Our project, Rafflebay, is an online marketplace that uses a traditional raffle-based system to buy and sell goods. Our iOS application will consist of a searchable marketplace, where sellers are able to post goods they wish to sell and virtually distribute tickets to potential buyers. Buyers on the platform are able to purchase associated tickets with the item they wish to buy. Once all the tickets for a potential item have been sold, a winner is chosen at random who will receive the good. The seller of the item (e.g. headphones) chooses a selling price (e.g. $100) and a number of tickets to distribute (e.g. 10). The price of each ticket will be the selling price / number-of-tickets (e.g. $10 a ticket) such that the total amount the seller will receive by selling tickets will be equal to the amount he is looking for. This model will allow one ticket purchaser to win the item for an extremely large discount (e.g. 90%) whereas the rest receive nothing.
The novelty of this project is the ability for users to buy a valued product at an extremely discounted price, with the seller still getting a full price for his product. Additionally, this is a pro-seller market, catered towards boosting seller confidence.
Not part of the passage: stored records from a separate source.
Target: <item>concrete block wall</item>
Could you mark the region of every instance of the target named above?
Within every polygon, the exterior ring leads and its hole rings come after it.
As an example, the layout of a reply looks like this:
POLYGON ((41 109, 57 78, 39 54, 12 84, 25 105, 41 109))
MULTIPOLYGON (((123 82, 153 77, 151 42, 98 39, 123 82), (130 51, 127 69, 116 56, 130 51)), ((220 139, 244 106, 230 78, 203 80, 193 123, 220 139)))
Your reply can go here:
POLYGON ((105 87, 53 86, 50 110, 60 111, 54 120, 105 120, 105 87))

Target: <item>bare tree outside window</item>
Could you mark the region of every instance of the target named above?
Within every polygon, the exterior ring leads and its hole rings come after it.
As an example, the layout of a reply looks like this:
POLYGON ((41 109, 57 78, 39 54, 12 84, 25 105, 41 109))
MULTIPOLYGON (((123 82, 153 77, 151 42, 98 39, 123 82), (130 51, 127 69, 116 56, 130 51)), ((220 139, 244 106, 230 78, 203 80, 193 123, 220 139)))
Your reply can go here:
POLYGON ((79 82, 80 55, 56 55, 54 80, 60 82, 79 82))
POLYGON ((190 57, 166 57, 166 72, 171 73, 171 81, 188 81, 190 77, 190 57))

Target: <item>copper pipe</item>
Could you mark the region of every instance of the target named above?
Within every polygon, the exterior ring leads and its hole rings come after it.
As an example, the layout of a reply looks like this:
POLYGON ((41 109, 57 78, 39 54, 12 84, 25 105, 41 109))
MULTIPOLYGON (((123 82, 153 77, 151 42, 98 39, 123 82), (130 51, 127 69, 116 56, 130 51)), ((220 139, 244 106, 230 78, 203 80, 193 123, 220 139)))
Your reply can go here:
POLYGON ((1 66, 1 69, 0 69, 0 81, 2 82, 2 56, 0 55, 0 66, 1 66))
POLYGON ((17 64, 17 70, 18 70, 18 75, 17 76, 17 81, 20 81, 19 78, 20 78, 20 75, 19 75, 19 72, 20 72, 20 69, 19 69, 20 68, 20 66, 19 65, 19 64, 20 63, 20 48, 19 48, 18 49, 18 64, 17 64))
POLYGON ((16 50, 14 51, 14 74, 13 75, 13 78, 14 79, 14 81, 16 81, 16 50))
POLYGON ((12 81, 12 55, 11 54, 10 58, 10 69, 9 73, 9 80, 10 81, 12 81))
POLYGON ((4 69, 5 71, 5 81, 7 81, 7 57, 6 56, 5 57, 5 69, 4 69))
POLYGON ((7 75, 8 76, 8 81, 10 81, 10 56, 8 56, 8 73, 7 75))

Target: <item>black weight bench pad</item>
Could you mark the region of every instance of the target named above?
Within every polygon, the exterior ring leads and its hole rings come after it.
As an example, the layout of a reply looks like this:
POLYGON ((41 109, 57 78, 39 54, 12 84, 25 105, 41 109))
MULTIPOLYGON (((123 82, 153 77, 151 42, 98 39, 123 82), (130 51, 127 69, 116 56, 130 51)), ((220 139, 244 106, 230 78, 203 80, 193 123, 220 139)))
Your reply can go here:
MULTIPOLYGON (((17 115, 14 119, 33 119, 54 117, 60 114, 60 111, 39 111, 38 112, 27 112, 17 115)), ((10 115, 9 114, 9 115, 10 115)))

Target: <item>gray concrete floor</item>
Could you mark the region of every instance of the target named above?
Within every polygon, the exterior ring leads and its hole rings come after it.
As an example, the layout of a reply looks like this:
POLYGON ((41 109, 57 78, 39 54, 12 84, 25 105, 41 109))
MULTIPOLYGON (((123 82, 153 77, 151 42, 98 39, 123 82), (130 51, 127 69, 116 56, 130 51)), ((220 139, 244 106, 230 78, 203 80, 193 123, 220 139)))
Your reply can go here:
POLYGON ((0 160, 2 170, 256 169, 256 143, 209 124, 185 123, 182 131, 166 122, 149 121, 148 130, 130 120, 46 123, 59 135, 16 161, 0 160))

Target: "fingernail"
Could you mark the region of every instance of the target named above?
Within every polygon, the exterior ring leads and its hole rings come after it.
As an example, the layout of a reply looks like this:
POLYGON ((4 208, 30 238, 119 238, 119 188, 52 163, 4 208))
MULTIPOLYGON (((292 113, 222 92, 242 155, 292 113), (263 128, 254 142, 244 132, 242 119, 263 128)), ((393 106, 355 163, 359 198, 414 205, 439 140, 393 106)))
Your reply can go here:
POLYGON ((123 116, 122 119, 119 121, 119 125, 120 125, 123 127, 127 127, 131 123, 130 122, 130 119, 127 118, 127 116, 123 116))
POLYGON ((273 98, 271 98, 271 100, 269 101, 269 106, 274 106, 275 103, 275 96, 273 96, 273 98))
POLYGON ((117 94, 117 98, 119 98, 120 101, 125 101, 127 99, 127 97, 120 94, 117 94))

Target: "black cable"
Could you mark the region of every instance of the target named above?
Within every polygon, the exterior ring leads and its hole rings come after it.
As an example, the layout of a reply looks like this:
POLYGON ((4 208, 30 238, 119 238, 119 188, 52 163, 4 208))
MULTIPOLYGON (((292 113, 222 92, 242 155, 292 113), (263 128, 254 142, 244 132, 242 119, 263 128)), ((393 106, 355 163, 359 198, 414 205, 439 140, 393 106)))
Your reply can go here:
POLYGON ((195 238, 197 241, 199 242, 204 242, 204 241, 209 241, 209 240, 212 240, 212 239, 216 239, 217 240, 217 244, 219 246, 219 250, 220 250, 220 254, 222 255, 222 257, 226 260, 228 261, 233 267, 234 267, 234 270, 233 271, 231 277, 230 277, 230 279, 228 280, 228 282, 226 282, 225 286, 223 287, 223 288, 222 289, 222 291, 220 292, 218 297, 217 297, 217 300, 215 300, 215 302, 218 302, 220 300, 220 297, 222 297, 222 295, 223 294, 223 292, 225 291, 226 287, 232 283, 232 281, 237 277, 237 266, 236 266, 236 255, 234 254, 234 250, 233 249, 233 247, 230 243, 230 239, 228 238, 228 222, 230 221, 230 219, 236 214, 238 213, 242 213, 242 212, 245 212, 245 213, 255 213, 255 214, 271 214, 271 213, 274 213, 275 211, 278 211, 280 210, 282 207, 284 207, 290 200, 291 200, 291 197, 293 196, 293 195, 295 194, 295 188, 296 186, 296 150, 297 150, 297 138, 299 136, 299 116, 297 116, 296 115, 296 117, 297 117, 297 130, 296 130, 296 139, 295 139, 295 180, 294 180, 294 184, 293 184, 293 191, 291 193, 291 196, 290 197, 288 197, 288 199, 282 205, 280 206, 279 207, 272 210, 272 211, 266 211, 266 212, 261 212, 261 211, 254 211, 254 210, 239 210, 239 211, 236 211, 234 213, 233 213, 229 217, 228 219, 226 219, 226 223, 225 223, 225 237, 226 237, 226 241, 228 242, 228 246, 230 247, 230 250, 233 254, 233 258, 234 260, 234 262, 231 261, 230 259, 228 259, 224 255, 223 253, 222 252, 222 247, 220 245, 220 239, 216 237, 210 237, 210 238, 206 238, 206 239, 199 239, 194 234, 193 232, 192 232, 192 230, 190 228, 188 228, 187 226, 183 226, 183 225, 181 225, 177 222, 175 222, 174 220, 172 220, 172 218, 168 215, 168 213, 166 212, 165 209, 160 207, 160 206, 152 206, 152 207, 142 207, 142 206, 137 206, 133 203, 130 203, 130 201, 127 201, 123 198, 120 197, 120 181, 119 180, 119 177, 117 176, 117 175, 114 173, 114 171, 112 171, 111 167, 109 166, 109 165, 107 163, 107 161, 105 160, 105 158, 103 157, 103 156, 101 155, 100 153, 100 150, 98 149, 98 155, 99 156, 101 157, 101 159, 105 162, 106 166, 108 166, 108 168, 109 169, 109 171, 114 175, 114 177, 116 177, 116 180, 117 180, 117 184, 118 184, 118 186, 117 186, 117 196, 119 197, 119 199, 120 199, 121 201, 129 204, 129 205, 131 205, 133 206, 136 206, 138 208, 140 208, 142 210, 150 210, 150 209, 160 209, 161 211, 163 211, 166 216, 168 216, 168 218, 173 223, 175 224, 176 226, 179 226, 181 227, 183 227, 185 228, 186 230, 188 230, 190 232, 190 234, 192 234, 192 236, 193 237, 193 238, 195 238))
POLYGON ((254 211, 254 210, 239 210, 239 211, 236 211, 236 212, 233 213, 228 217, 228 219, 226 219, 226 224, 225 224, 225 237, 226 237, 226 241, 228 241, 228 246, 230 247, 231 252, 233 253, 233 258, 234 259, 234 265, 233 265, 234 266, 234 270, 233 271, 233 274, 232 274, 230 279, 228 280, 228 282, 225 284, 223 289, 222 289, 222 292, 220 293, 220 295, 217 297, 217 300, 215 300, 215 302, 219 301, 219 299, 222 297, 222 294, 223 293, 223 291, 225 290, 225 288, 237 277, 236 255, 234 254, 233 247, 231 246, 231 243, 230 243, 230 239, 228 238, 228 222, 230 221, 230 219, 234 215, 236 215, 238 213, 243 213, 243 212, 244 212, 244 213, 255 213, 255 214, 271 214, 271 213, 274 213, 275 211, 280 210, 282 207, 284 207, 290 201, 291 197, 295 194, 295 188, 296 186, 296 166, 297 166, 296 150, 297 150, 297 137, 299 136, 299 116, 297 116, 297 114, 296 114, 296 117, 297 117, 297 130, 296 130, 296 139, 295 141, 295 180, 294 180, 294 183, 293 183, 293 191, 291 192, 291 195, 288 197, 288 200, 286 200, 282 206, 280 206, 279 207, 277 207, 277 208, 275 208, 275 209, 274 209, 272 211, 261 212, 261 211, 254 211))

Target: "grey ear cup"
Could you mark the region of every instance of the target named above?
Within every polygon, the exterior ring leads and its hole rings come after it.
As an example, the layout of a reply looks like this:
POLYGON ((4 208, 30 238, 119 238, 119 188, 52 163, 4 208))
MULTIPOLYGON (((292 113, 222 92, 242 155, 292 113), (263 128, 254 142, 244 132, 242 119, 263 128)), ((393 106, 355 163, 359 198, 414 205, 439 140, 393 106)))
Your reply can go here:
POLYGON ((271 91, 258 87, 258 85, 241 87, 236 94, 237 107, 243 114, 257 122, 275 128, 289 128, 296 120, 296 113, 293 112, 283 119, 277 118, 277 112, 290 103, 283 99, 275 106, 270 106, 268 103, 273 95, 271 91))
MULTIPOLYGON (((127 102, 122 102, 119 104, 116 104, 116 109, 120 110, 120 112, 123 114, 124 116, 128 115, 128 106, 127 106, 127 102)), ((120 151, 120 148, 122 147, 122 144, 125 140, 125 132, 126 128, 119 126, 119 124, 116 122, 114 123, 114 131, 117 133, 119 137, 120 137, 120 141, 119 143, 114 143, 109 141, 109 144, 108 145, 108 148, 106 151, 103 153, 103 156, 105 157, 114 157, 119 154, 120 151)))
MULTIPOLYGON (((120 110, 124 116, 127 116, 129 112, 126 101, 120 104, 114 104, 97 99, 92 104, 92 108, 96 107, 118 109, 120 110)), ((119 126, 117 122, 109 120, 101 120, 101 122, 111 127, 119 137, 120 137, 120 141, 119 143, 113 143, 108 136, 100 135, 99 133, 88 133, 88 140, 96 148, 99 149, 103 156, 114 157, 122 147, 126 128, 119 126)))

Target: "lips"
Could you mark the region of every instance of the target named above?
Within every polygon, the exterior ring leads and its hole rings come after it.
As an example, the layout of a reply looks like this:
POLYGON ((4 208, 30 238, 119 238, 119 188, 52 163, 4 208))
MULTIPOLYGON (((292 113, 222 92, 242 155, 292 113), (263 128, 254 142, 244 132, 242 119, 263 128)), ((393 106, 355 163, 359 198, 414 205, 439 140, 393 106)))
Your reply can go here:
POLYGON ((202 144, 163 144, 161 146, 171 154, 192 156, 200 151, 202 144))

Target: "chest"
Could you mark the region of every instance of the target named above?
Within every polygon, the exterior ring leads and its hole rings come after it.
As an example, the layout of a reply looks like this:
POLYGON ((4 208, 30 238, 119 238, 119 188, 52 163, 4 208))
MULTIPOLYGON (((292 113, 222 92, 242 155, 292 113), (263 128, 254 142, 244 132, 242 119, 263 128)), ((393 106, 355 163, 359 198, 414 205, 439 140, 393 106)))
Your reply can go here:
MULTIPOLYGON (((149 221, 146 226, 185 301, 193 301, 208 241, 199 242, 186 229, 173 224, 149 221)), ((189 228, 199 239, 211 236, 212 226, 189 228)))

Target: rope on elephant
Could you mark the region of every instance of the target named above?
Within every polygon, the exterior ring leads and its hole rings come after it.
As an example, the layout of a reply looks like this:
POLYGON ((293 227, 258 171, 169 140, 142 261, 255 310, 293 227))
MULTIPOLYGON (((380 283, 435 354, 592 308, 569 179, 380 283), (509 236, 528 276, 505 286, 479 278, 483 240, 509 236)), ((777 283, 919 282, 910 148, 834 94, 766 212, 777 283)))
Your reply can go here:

With the 2019 Supreme Court ruling which legalized sports betting at a federal level, more states have been proactive in changing state laws regarding online gambling, meaning that lottery-based apps like our own are essentially non-existent, following the trend of many foreign countries. For non-profit organizations, online raffles are already legal, however, no organization has an app-based online raffle service.
We seperated our code into Frontend and Backend folders. The Frontend folder includes all presentation layer logic for implementing the iOS app. The backend is seperated into src and JSDoc_Output. In JSDoc_Output, all of the documentation for the backend is listed, including API descriptions. In src, our business and persistence logic is seperated within controllers and models
To run the full app using the frontend, navigate to frontend/Rafflebay and click on Rafflebay.xcworkspace. Then, simply run the project and a simulator should appear. To just test the backend, there are makefile commands that are listed within the README.md in the backend folder.
To view the testing scenarios, view the backend/tests folder. The testing scenarios described, with their individiual test cases are as follows:
- Creating an item to sell
- Creating an item with accepted parameters was expected to succeed.
- Creating an item with no body of data describing the item was expected to fail.
- Creating an item with missing descriptive data was expected to fail.
- Bidding on an item
- Creating a bid with accepted parameters was expected to succeed.
- Creating a bid for an unauthenticated user should fail.
- Creating a bid for a user with insufficient funds should fail.
- Creating a user
- Creating a user with accepted parameters should succeed.
- Creating a user with missing optional fields should succeed.
- Creating a user with missing required fields should fail.
- Creating a user with empty required fields should fail.
- Creating two users with the same background data should fail.
- Authenticating a user
- Authenticating a user with accepted parameters should succeed.
- Authenticating a user that does not exist should fail.
- Authenticating a user currently logged in should fail.
- Authenticating a known user with an incorrect password should fail.
- Getting the info of other users
- Obtaining private information from a user that is not the one accessing the data should fail.
- Obtaining private information about a user that is the accessor of the data should succeed.
- Choosing the winner of a raffle
- Choosing winners for an item that is not awaiting a raffle should fail.
- Choosing multiple winners for the same item should fail.
To view the documentation for the backend, view the backend/JSDoc_Output folder.